North Dakota must analyze its data to ensure it’s identifying the right schools for support.      

   

North Dakota will annually identify the lowest-performing 5 percent of Title I schools based on all of the accountability model indicators. These schools will be labeled comprehensive support schools.

 

North Dakota will identify an additional 10 percent of schools from across the state for targeted support and improvement. Five percent of schools with the lowest subgroup performance will be identified, as well as the 5 percent of schools with the largest gaps in student achievement.

 

But North Dakota must analyze its data to ensure that it is identifying those schools with low-performing subgroups who are not making progress toward the long-term goal of reducing the percentage of nonproficient students, and to ensure that its 5 percent caps are not protecting schools with low-performing groups that would otherwise be identified.

 

Additionally, North Dakota proposes to wait until the 2019-2020 school year to identify targeted schools, but ESSA requires the first group to be identified in 2018-19.

 

North Dakota’s categories for classifying schools are a missed opportunity.

 

Finally, it is worth pointing out that North Dakota identifies only three categories of schools: general, targeted, and comprehensive.
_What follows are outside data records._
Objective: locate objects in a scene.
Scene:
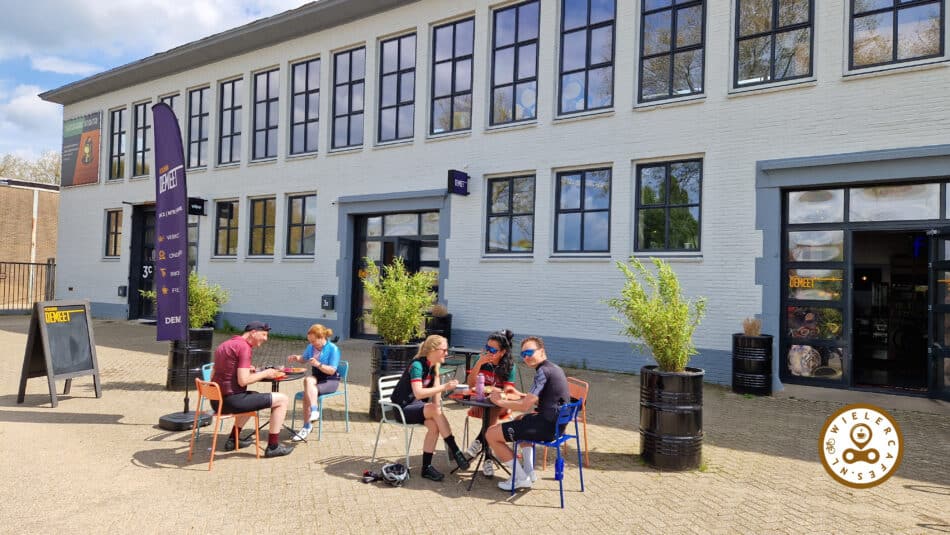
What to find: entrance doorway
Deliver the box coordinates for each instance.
[851,231,930,393]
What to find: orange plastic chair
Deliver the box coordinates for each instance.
[541,377,590,470]
[188,377,261,472]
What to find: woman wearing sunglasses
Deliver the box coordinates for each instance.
[465,329,521,477]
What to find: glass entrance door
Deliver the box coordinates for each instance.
[928,229,950,399]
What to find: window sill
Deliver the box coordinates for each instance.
[286,151,319,162]
[726,76,818,98]
[841,58,950,82]
[373,137,413,150]
[633,94,706,111]
[485,118,538,134]
[426,129,472,143]
[631,251,703,264]
[327,145,363,156]
[548,253,613,263]
[554,108,614,124]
This misses the opportunity to identify, highlight, and learn from the state’s highest-performing schools.

SUPPORTING SCHOOLS

 

North Dakota’s approach to supporting schools is not comprehensive.

 

While school improvement funds are being made available to identified schools, the constellation of supports is not comprehensive, and many of the state’s planned interventions lack specificity. The state also does not specify any more rigorous interventions for those schools that fail to exit comprehensive support and improvement status.

 

North Dakota has established a multitiered system of supports for identified schools.

 

The model includes a needs assessment, training in developing plans, professional development, data analysis support, monitoring, and access to research based strategies for student support. Unfortunately, it is not clear how these supports will be accessed or implemented.

 

North Dakota plans to distribute its 7 percent set-aside of funds dedicated for school-improvement strategies through a formula. Since the state has opted not to use competitive funding, it should at least consider using a rigorous process for reviewing and approving these improvement plans.

Exiting Improvement Status

 

North Dakota has established rigorous criteria for exiting comprehensive support status.

 

North Dakota sets reasonable exit criteria that require schools to meet predetermined expectations that directly relate to why schools were in need of corrective action for three consecutive years. Determinations of which schools are identified for comprehensive support are revisited every three years.

 

North Dakota’s criteria for schools identified for targeted support aren’t as rigorous.

 

Schools exit when they no longer meet the eligibility criteria or meet their interim goals for the identified subgroup for two consecutive years. They appear to be revisited annually, raising the concern that schools could bounce in and out of status.

Continuous Improvement

Continuous improvement is a cornerstone of North Dakota’s vision.

 

The state will keep its ESSA Planning Committee intact after its plan is submitted, and the committee will work with the state Department of Education to monitor progress toward statewide goals, and review and revise the state’s plan as needed.

 

North Dakota will also partner with AdvancEd to help build district capacity and fuel improvement.

 

Schools will work with AdvancED to develop their own improvement plans and submit them to the state. The success of this partnership is yet to be determined, but it is crucial to North Dakota’s implementation of ESSA. It is an interesting model and one worth watching and learning from.